で、昔はこの、「布団にもぐるとバタンキュー」と、「後は泥のように眠った」と言ったわけですが。最近そういう眠りができる人って、あまりいないんじゃないですかね?えー、大体ですね、昼間はほとんど筋肉労働せずに夜ぐっすり寝ようなんていう、それは私は良く寝(ら)れないんです、って・・・まぁ、私なんかもそうなんですが、それは当たり前ですよ。私なんかでもせいぜいですね、講演したりですね、パソコンのキー叩いたりするぐらいが労働で、他何にもしないんですからね。これで寝(ら)れないって言う方が、当たり前かなと思いますね。よくあの、運動もしないで食べてばっかいて太る太るって、それはそうだ。それは運動すればですね、そりゃ身体はスリムになりますが、運動もしないで食べてばっかいりゃ、そりゃエネルギーのバランスっちゅうもんがありますから、太るに決まってまさぁね。

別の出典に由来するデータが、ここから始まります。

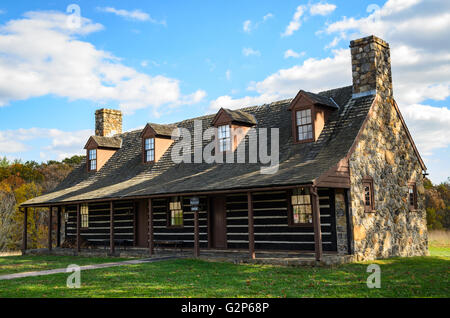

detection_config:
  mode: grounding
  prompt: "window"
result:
[81,204,89,229]
[61,206,69,223]
[296,109,313,141]
[218,125,231,152]
[363,178,375,212]
[168,197,183,226]
[291,188,312,225]
[408,182,417,211]
[144,138,155,162]
[89,149,97,171]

えー、ところでですね、だからもう少し考えてみますとね、現代人っていうのは、もう上手くやればですね、寝なくて良いんじゃないの?って感じがしないでもないんですね。ていうのはあの、ずいぶん前にですね、実業団のテニス部の部長をしてたことがあります。その頃のキャプテンの一人がですね、並外れた体力を持っておりまして、これ一人だけですが、私の経験ではですね。練習中、まぁ激しくこうラリーなんかやってるときには若干、体のキレが悪くなってくるんですよ。ところがその選手はですね、ベンチに暫く休んでるともう回復しちゃうんですね。で、合宿なんかですと、ま、3時間ぐらいしか眠ってないのに、一週間ぐらい全然平気なんですよ。で、「おぉ!それはやっぱり、一流選手は違うなぁ」と、「活動中に身体が回復する人がいるんだな」と非常に感心したわけですが。

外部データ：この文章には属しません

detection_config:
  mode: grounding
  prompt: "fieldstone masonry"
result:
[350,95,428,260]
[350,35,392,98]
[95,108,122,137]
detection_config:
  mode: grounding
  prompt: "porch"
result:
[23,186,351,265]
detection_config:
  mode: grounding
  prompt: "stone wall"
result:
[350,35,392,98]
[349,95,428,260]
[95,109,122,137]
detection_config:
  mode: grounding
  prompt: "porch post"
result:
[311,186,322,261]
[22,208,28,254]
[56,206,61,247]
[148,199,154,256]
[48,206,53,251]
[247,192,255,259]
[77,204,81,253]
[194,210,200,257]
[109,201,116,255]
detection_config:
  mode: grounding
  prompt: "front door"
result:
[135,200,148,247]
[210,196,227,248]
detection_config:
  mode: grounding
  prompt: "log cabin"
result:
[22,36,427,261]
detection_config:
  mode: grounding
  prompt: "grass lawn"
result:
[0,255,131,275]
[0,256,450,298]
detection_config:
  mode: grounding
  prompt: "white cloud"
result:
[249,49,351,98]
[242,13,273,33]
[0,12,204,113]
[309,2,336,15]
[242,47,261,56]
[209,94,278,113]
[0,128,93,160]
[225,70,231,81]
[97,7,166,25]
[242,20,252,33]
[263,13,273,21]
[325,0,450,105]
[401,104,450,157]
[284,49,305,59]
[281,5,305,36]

これあの、その人がそういう人だってことはですね、我々もですね、訓練をしますと、現代人ぐらいの老廃物の溜まり方なら、その都度処理しちゃってもう夜は寝ない、と。そいでまぁエジソンのおかげで電灯がありますからね、24時間ずーっと活動するというのは、できないわけじゃないと思うんですね。頭の情報の処理も要るよって言うけども、頭の情報の処理の方は、最近のコンピュータのように並行処理ってできますからね。えー、ちょっと活動量が減って、ぼやっとした時にですね、並行してやれば良いというわけですから、それもそれで終わりでしょうね。








えー、まぁこのぐらいで大体眠っちゃうんですけど。まぁ布団の中に入ってこれまで考えますと、大体“あぁ、そうだなぁ・・・”とかって、眠っちゃうんですが。えー、もう少し私は考えるぐらい寝(ら)れないんですね。「寝る」(眠る)っていうのは一体、どういうのか?と。目をつぶってベッドに横になってるのは、「寝る」(眠る)とは言わないんですよ。だって、「眠れない」っていうのはそういう状態、「ベッドに入ったけど、昨日はいつまでも眠れませんでした」って言うんですからね。つまり意識が無くなってる状態じゃないと、眠ったと言わないわけですよ。

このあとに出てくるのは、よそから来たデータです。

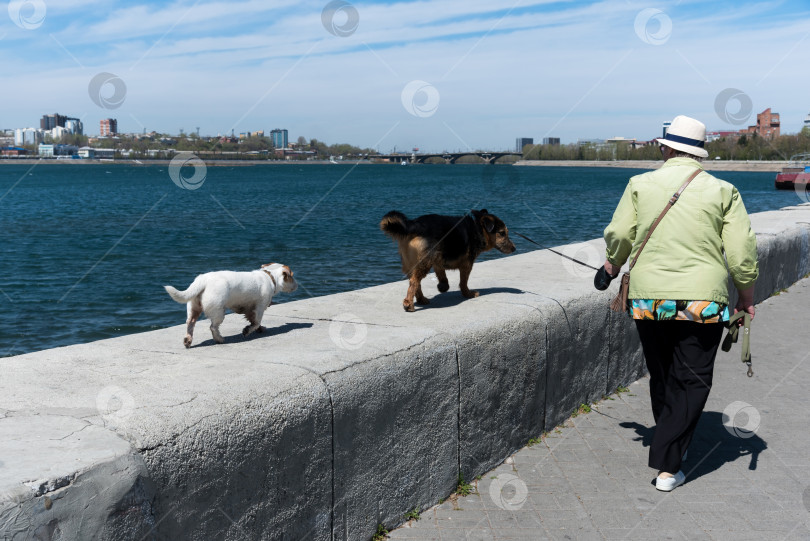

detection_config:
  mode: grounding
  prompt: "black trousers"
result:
[636,320,725,474]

だけどですね、体の老廃物を処理するなら、横になって目をつぶって体の力を抜いてりゃ、そりゃ「基礎代謝」だけになりますから、そりゃ処理速度、むしろ上がるでしょうね。我々が寝るのは、老廃物を処理するなら、むしろ別に寝なくたって良いわけですよ。ベッドに横になってりゃ良いんです。








実は私ね、もう小さい頃から寝(ら)れないもんですから、もうこの頃は「寝(ら)れない」ということをあまり口にもしなくなりました。というのはですね、横になってりゃ寝てると一緒ですからね。頭はものすごく使ったって言うんなら別ですが、あんまり使ってないわけですから。だから不眠っていうのは、どういうこと言ってんでしょうかね。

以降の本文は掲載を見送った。